Das Sie sich für einen Vergewaltiger einsetzen damit er keinen Tag im Gefängnis zubringen brauch finde ich einfach abscheulich.
Was wäre wenn das jemanden aus Ihrer Familie widerfahren wäre?

stefan stumm schrieb am 31.10.2012 11:57

würde Ihr verein auch marc dutroux rehabilitieren?

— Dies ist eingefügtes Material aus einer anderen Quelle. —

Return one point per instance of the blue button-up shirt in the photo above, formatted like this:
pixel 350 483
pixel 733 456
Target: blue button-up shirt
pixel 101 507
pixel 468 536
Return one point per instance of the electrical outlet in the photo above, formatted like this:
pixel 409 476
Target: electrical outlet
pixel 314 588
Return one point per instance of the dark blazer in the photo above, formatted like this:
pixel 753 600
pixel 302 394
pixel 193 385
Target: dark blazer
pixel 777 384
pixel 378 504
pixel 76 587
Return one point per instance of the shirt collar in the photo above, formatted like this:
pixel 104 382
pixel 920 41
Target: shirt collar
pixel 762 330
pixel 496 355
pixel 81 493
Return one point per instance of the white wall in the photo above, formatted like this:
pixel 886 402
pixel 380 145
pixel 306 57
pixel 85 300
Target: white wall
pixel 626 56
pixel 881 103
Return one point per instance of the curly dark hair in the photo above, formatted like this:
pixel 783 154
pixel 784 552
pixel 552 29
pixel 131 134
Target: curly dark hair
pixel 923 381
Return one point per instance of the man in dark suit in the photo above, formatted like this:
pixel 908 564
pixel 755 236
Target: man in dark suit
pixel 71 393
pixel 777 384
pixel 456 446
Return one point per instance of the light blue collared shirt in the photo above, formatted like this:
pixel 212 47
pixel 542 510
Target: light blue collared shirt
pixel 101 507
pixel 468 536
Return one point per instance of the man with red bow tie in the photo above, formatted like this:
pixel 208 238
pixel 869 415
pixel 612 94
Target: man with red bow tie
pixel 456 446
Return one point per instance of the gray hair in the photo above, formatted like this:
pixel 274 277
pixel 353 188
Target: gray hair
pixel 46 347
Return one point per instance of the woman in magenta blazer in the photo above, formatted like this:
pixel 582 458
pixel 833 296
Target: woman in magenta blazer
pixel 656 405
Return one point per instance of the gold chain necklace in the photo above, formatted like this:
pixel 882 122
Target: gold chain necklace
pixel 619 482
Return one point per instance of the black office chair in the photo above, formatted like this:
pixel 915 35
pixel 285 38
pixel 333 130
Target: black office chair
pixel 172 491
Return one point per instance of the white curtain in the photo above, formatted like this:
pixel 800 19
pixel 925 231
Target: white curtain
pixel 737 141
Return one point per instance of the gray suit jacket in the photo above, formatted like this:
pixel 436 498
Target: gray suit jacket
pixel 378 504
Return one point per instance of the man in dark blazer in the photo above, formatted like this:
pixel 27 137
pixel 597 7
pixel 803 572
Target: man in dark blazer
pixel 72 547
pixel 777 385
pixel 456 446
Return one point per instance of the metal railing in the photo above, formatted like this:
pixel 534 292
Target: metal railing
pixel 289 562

stefan stumm schrieb am 31.10.2012 11:08

mich würde, rein objektiv gesehen, mal interessieren, wie dem opfer aus dem "salzburger fall" geholfen wurde. ich an ihrer stelle würde mich ein zweites mal als opfer fühlen, wenn ich weiß, dass mein peiniger nicht ins gefängnis muss, sondern entspannt zu hause herumhängen darf.
die rechtslage in dem land ist doch etwas schief - bei einem banküberfall oder diebstahl wird man sofort eingesperrt, aber mißbrauch ist nicht mal halb so schlimm..
ohne emotion und nur sachlich gesprochen: jemand, der ein anderes leben vorsätzlich zerstört, hat dafür zu büßen. und das nicht nur bedingt oder teilbedingt. so jemand muß das ganzes leben bewußt gemacht werden, was er getan hat.
emotionalität macht menschen aus. pure sachlichkeit war die entschuldigung schlimmster verbrechen in der vergangenheit.

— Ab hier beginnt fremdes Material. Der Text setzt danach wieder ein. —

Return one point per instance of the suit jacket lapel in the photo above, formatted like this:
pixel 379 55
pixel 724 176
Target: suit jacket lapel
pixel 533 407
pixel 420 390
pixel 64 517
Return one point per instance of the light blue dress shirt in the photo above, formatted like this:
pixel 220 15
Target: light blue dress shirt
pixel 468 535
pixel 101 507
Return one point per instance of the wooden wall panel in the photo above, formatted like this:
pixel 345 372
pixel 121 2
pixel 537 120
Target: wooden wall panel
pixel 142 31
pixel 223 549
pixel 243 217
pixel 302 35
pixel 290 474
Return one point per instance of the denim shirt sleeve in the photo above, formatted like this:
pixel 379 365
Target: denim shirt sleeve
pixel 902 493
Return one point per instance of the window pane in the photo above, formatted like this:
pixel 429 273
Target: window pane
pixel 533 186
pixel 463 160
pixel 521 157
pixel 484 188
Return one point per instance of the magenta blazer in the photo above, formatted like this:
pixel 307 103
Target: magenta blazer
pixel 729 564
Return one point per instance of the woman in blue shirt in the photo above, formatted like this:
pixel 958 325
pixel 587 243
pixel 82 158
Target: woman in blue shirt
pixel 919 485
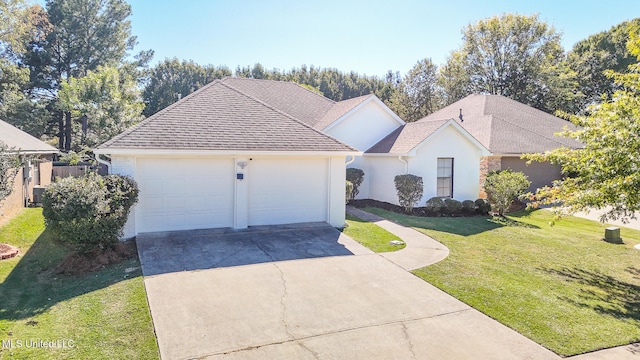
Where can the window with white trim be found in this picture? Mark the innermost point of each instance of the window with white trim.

Sabine Karpf schrieb am 31.10.2012 10:59

Sehr geehrter Herr Dr. Bernegger,
ich finde es einfach unfassbar was das passiert. Nicht genug, dass der betreffende Täter nur 2 Jahre teilbedingt für seine Tat erhält, er muss auch nicht ins Gefängnis.
Dass er das Leben eines jungen Menschen zerstört hat, scheint keine Rolle zu spielen. Die Empfehlung Ihres Vereins war ausschlaggebend und die Argumentation verschlägt mir auch die Sprache. "Der Mann hat sich seit 6 Jahren nichts zu Schulden kommen lassen und wird auch die nächsten 6 Monate nichts verbrechen".
Wir nähern uns in unserer Gesetzgebung immer mehr dem amerikanischen System. Täterschutz wird weit über Opferschutz gestellt. Der, der die besseren Fürsprecher oder Anwälte hat, braucht eigentlich keine Strafe zu fürchten.
Was würden Sie tun, wenn es Ihre Tochter gewesen wäre?
Anscheinend gutiert die Gesellschaft das Verhalten von Menschen, die ihre Triebe nicht unter Kontrolle halten wollen. Man lebt im Glauben, man kann alle resozialisieren, der Täter braucht nur eine gute Therapie. Die Häufigkeit von Rückfällen von Täter zeigt wohl, das dem nicht so ist.
Es ist ein Gradmesser, wie weit diese Gesellschaft schon gesunken ist. Denken Sie an die junge Frau. Sie muss sich verhöhnt vorkommen und erneut gedemütigt.
Ich glaube, dass spätestens wenn Sie einmal selbst betroffen sind, egal ob jemand in Ihre Wohnung einbricht, ihr Auto stiehlt, oder etwas das schwerer wiegt passiert, werden Sie anders denken.

Johannes Bernegger schrieb am 08.10.2012 12:44

Danke für die positive Rückmeldung!
Die sehr emotionale Debatte zeigt wieder einmal, wie wichtig es ist einen Schritt zurück machen zu können um das Ganze zu sehen und nicht nur einen Ausschnitt.

Michael Pech schrieb am 28.09.2012 14:57

Danke, das ist ein sehr gute Beitrag! Ich fand diese Haltung auch sehr gut dargestellt und vertreten durch Andreas Zemabty und durch Klaus Priechenfried in den Fernsehbeiträgen. Ich bin mit der Öffentlichkeitsarbeit von Neustart zu diesem emotional hochgepeitschten Thema sehr zufrieden.